Pour le
Rassemblement national, la soirée de fête qui a
suivi la victoire du PSG ne fut
qu’émeutes et chaos. « À Paris, en Île-de-France comme partout sur le
territoire, les violences et les dégradations se multiplient », s’est
empressé de déclarer Jordan Bardella.
Dimanche, sur
CNews, les mêmes images de vélos brûlés porte de Saint-Cloud tournaient en
boucle devant un paysage urbain qu’on nous disait ravagé… Les dégradations qui
suivent les victoires sportives ne sont pas acceptables.
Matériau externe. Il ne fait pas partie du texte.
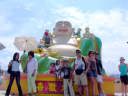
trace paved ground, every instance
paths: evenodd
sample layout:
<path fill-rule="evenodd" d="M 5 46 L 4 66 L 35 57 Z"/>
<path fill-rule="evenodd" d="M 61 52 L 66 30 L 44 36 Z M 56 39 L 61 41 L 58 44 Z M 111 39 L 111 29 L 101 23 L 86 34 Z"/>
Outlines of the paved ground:
<path fill-rule="evenodd" d="M 0 96 L 5 96 L 5 90 L 0 90 Z M 121 95 L 121 93 L 115 93 L 114 96 L 122 96 L 122 95 Z"/>

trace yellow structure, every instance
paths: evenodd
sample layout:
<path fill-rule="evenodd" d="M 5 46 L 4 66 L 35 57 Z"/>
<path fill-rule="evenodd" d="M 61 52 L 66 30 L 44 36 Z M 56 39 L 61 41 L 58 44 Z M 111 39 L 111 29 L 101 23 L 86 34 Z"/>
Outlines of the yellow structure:
<path fill-rule="evenodd" d="M 7 77 L 7 83 L 9 82 L 9 77 Z M 113 96 L 114 95 L 114 79 L 105 76 L 103 83 L 103 89 L 105 91 L 105 94 L 107 96 Z M 37 94 L 38 96 L 63 96 L 63 82 L 62 79 L 57 79 L 53 75 L 49 74 L 38 74 L 37 80 Z M 27 77 L 26 74 L 21 75 L 21 87 L 24 94 L 27 94 Z M 89 89 L 91 89 L 91 86 L 89 86 Z M 97 88 L 96 88 L 97 89 Z M 77 94 L 77 86 L 74 86 L 75 93 Z M 90 90 L 91 91 L 91 90 Z M 11 93 L 18 94 L 16 82 L 14 82 L 12 86 Z M 91 92 L 90 92 L 91 93 Z M 91 94 L 90 94 L 91 96 Z"/>

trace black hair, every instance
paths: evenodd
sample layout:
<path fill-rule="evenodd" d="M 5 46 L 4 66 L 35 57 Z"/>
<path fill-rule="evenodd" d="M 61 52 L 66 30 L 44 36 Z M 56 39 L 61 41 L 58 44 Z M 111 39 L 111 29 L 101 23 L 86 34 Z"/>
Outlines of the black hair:
<path fill-rule="evenodd" d="M 17 55 L 19 55 L 19 53 L 15 52 L 14 55 L 13 55 L 13 61 L 18 61 L 19 62 L 19 60 L 16 58 Z"/>
<path fill-rule="evenodd" d="M 58 65 L 60 63 L 60 60 L 56 60 L 56 65 Z"/>
<path fill-rule="evenodd" d="M 92 53 L 95 54 L 95 51 L 89 51 L 89 52 L 88 52 L 88 56 L 89 56 L 90 54 L 92 54 Z"/>
<path fill-rule="evenodd" d="M 81 51 L 79 49 L 76 50 L 76 53 L 81 53 Z"/>
<path fill-rule="evenodd" d="M 33 52 L 33 51 L 29 51 L 29 52 L 28 52 L 28 56 L 29 56 L 29 55 L 32 56 L 32 57 L 34 57 L 34 52 Z"/>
Elles ne peuvent
occulter ce qui fut une soirée de liesse partagée pour des dizaines de milliers
de supporteurs et de supportrices.
Ce n’est pas de
cela qu’il s’agit pour l’extrême droite. Il fallait bien entendre sur CNews, ce
que disait Geoffroy Lejeune, directeur de la rédaction du Journal du
dimanche de Vincent Bolloré. « Ce qui se passe est terrible et
inquiétant pour notre pays. » Et ensuite ceci : « Si au
lieu d’Aya Nakamura au Stade de France on avait Jean-Jacques Goldman, si au
lieu de Damso on avait Vianney à Bercy, ça ne se passerait pas comme ça. »
Comment ne pas
comprendre ce qui se dit là ? « Même à La Baule personne n’est à
l’abri », écrivait la semaine passée dans le Figaro une autre
figure de l’extrême droite, l’idéologue québécois Mathieu Bock-Côté. De
nombreux jeunes venus de Nantes étaient arrivés pendant le très chaud week-end
de Pentecôte dans la station balnéaire.
Une rixe avait
éclaté entre eux, sans faire de victimes ni de casse mais, disait-il de façon « détournée »
car « on n’a pas le droit de le dire autrement » :
« Tout le monde sait de qui et de quoi on parle (…) la bête est
conflictuelle. C’est justement pour cela que les frontières existent. Pour
séparer les hommes trop différents, les civiliser et par là les
pacifier. »
Du racisme
brut, un appel à la haine et à l’apartheid. Ce week-end se tenait à Perpignan,
la ville dirigée par Louis Aliot, la troisième édition d’un « Printemps de
la liberté d’expression ». On voit qui parle et de quoi.